When it was all said and done we had dragged our dinner out for almost three hours, we each got to taste many more yummy things than if we had just ordered our own dinner and the bill hardly amounted to anything. As we walked outside a text message came across my phone, “Just ended. Getting Merch. PLEASE BRING WATER.” Followed by, “We r trying to meet him. They say 15 mins.”

 

The mothers were so happy from our great meal that we did not put up any fight about our daughters waiting in the parking lot by the tour bus and we even drove through McDonalds and bought four bottles of water on the way to pick up.

 

In the end I think it would be a real fight to agree who had a better night. As for me I now only want to go to dinner with friends who will split everything with me. Two bites of anything are absolutely perfect.


Bug Sees Bugg

 

 

Carter loves music, especially British boy singers. She also likes to discover the new and under appreciated acts. A few years ago she mentioned to me a new favorite, Jake Bugg. It was easy for me to remember his name since our family nick name for Carter is Bug.

 

One day this spring while Carter was at school I get a text from her that Jake Bugg was going to be playing in Raleigh. “Aren’t you in class?” was my response. While I was making her sweat at school I was going online to buy tickets for her and her friend Campbell since it was almost Campbell’s birthday and she shared in Carter’s musical tastes.

 

It was incredibly lucky that Jake Bugg was playing on one of the few days Carter is home this summer so it was meant to be. Now Campbell and her mother Hannah are coming over for us all to drive to Raleigh.
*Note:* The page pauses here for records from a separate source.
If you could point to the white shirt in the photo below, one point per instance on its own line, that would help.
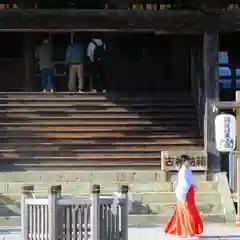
(92, 46)
(185, 180)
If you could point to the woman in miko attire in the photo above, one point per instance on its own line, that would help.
(186, 221)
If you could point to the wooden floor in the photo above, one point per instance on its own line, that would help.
(88, 129)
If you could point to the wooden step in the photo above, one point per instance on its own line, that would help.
(73, 163)
(98, 146)
(104, 129)
(149, 110)
(115, 99)
(81, 148)
(67, 116)
(100, 137)
(109, 141)
(79, 144)
(32, 122)
(113, 95)
(109, 134)
(95, 103)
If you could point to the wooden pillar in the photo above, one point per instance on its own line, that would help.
(238, 150)
(29, 62)
(210, 64)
My friend Jan from Texas just flew in so she is coming with us.

 

When I bought the tickets I knew I would have to take the girls and find a way to while away a few hours while they were standing in a dark theatre listening to their musical love up close and personal. What I did not know was that Hannah and Jan would want to go with me. Now what was going to be torture for me has turned into a fun girls night out, with dinner at Poole’s dinner and a fun walk around downtown for the moms to pass the time since we are not going to the concert.

 

I’m not sure how long we will have to wait for a table since Poole’s just won the James Beard Award. It really doesn’t matter since we are willing to exercise while waiting and most certainly have many hours to kill because our girls want to get there when the doors open an hour before the show starts and no concert starts on time.

 

I just hope that I am getting lots of “mother credit” for yet another concert. At least I don’t have to sit in the back and needlepoint.